In the 18-year process, Joe Murphy, with his mobile face, slightly bulging eyes, and gift for sareasm of all brands, has come to occupy a position much like that of a Master Sergeant. A photographer, trainer, counsellor, office manager, he is, as surgeon Thomas B. Quigley put it, "the vice-president in charge of getting things done."
Doctors and officials in the Hygiene Department swear by Murphy, and when necessary, Murphy swears at them, as well as his wounded subjects. Usually, his frankness gets results, as in the classic case of the Brooklyn Englishman who injured his shoulder slightly in a house football game.
This veteran (the story dates from 1945) was born in Flatbush, but spent a year in the Army stationed at Oxford. His accent was awesome, and intentional.
Murphy heard him mumbling as the doctors worked over him. "Say son," he said," have you ever heard of Professor Packard? He runs a speech remedial course. You ought to go see him." The veteran was enraged, but evidently thought it over. In three weeks, he had reverted to pure Brooklynese and a semblance of normality.
The walking-wounded, the stretcher cases, the dressed and undressed, enter Murphy's cubicle all afternoon; for those who look seriously injured, Murphy has an "inspirational" but equally effective technique. "My job is just as much to make them feel they're in good hands, as it is to take pictures," he says.
Watch him as he arranges the twisted, hanging foot of a lacrosse player for a shot, gently placing the foot, moving the tube to spare the player movement.
"Is it broken, Joe?" The player's leg is numb. "When will it start to throb?"
"You had the pain when you got hit," Murphy says. "Hold still--still. There.
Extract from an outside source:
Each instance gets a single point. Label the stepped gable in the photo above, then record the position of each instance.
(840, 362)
Even if it is broken, the pain won't be bad." As the injured man will tell you later, the pain usually isn't.
Non-inspirational comments, however, have made Murphy's mark; the 45 year old Irishman, whose crew cut is now slightly graying, has great ability at stringing a credulous victim into fright, then self-laughter. To an innocent freshman, who had just been told by a doctor that his knee required surgery, Murphy was heard to say "Knee job, eh? Fine--I know that doctor has always wanted to do a knee operation." That the doctor in question was Quigley himself hardly alleviated the freshman's tremors.
Murphy finds discussion of the Hygiene Department's "powerful" X-ray and medical facilities absorbing, but reveals all the while the equally human and scientific aspects of his own work.
"Look at the poor psychiatrist," he says. "Talks to somebody all day, then the guy goes home and shoots his wife. I like my work because I get results immediately, and nine times out of ten, I get to reassure people. They like me. Some nights when I go home, I feel like the mayor of Harvard Square."
The mornings, Murphy spends at Stillman, although his primary loves are the limping athletes of Dillon--"like the one who wanted two four-way cold tablets because he ached in eight places."
Murphy's humor and essential kindliness are well-known by now, and he has become what he calls "the perennial toastmaster"; he presides over many H.A.A. functions. And although he is married, and has three children, that fact has never stopped him from bringing numbers of his boys home for dinner, for financial aid, for a talk on whatever psychological problem may be bothering them. But still those who are deliberately inane, or those who think position means special consideration, can hardly presume upon him. They are likely to be treated as was the gentleman who called the medical room about his minor injury.
"I'm the man with the twisted knee," he said.
"Oh indeed," said Murphy, whose department examines forty knees a week. "Run right over here, we're waiting just for you."